President Ranil Wickremesinghe highlighted the critical need for enhanced connectivity infrastructure to accommodate the projected eight-fold increase in the GDP of countries like India and Indonesia by 2050.
Addressing the 7th Indian Ocean Conference in Perth, focusing on the theme “Towards a Stable and Sustainable Indian Ocean,” he said existing channels like the Suez Canal may not be adequate, necessitating new initiatives.
"India’s proposed Mumbai-Iran-Russia and Mumbai-Middle East-Europe corridors, along with projects in the Bay of Bengal and the Chongqing-Kyaukphyu corridor, aim to address this demand. Additionally, plans for the Kra land bridge by Thailand and the feasibility studies for land connectivity between India and Sri Lanka underscore efforts to establish Sri Lanka as a Regional Logistics Hub, facilitating trade with South India," President Wickremesinghe observed.
He recalled the historical significance of Perth in Sri Lanka-Australia relations, particularly during World War II when Royal Canadian Air Force Catalina Flying Boats established a crucial air link between Perth and Koggala Air Base in Ceylon, facilitating vital communication for the Allies.
He emphasized the importance of the Indian Ocean, especially in light of historical events such as the Japanese attacks on Ceylon in 1942, which Winston Churchill described as a critical moment in the war.
He discussed the multipolarity of the Indian Ocean region, shaped by events like the Bandung Conference in 1955, and the subsequent Non-Aligned Movement, which opposed big power rivalry.
The speech outlined various diplomatic frameworks and groupings that have emerged in the Indian Ocean region, including IORA, Indo-Pacific, BRI, QUAD, and BRICS, along with the increased militarization by several countries, leading to a complex geopolitical landscape.
Wickremesinghe also highlighted the growing strategic importance of the Western Indian Ocean, particularly in light of geopolitical shifts and the influence of major powers like Russia, China, and Iran.
He addressed challenges such as attacks on commercial vessels by Houthi rebels, piracy, and threats to freedom of navigation, emphasizing the need for collective action to address these issues.
Furthermore, Wickremesinghe emphasized the urgency of addressing the climate crisis, noting the Indian Ocean’s vulnerability to warming and rising sea levels. He proposed initiatives such as the Tropical Belt Initiative and the International Climate Change University to mitigate the effects of climate change and ensure climate justice for vulnerable countries.

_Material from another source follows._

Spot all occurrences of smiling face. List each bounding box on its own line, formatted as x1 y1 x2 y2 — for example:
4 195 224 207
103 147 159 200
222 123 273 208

In conclusion, Wickremesinghe called for unity among Indian Ocean Rim countries to address shared challenges and create a safer, more sustainable ocean environment. He advocated for the development of an overarching regional architecture for the Indian Ocean, emphasizing the responsibility of IORA leaders in achieving this goal.
The event, themed “Towards a Stable and Sustainable Indian Ocean,” aims to foster cooperation among 40 participating nations. This conference was organized by the India Foundation in collaboration with India’s Ministry of External Affairs and the Australian Government, along with support from the S. Rajaratnam School of International Studies, Singapore, and Perth-US Asia Centre.
Singapore’s Minister of Foreign Affairs, Dr. Vivian Balakrishnan and India’s Minister of External Affairs, Dr. Subramanian Jaishankar also attended the event.